Onun son sözlerini duymak, dünyaya bedeldi benim icin..
Ve arkadaşının son sözlerini hıçkırarak tekrarladı:
- Jim!.. Geleceğini biliyordum!.. demişti arkadaşı... Geleceğini biliyordum..




Siz olsaydınız yaparmıydınız??



___________________________________________________





Küçük kız, hüzünlü bir yabancıya gülümsedi. Bu gülümseme
adamın kendisini daha iyi hissetmesine sebep oldu. Bu hava
içinde yakın geçmişte kendisine yardım eden bir dosta
teşekkür etmediğini hatırladı. Hemen bir not yazdı,
yolladı. Arkadaşı bu teşekkürden o kadar keyiflendi ki, her
öğlen yemek yediği lokantada garson kıza yüklü bir bahşiş
bıraktı. Garson kız ilk defa böyle bir bahşiş alıyordu.
Aksam eve giderken, kazandığı paranın bir parçasını her
zaman köşe basında oturan fakir adamın şapkasına bıraktı.
Adam öyle ama öyle minnettar oldu ki. İki gündür boğazından
aşağı lokma geçmemişti.

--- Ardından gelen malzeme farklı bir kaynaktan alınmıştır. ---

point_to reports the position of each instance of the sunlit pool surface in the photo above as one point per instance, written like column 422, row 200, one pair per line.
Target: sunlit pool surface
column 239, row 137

Karnını ilk defa doyurduktan sonra,
bir apartman bodrumundaki tek odasının yolunu ıslık çalarak
tuttu. Öyle neşeliydi ki, bir saçak altında titresen köpek
yavrusunu görünce, kucağına alıverdi. Küçük köpek gecenin
soğuğundan kurtulduğu için mutluydu. Sıcak odada sabaha
kadar koşuşturdu. Gece yarısından sonra apartmanı dumanlar
sardı. Bir yangın başlıyordu. Dumanı koklayan köpek öyle
bir havlamaya başladı ki, önce fakir adam uyandı, sonra
bütün apartman halkı. Anneler, babalar dumandan boğulmak
üzere olan yavrularını kucaklayıp, ölümden kurtardılar.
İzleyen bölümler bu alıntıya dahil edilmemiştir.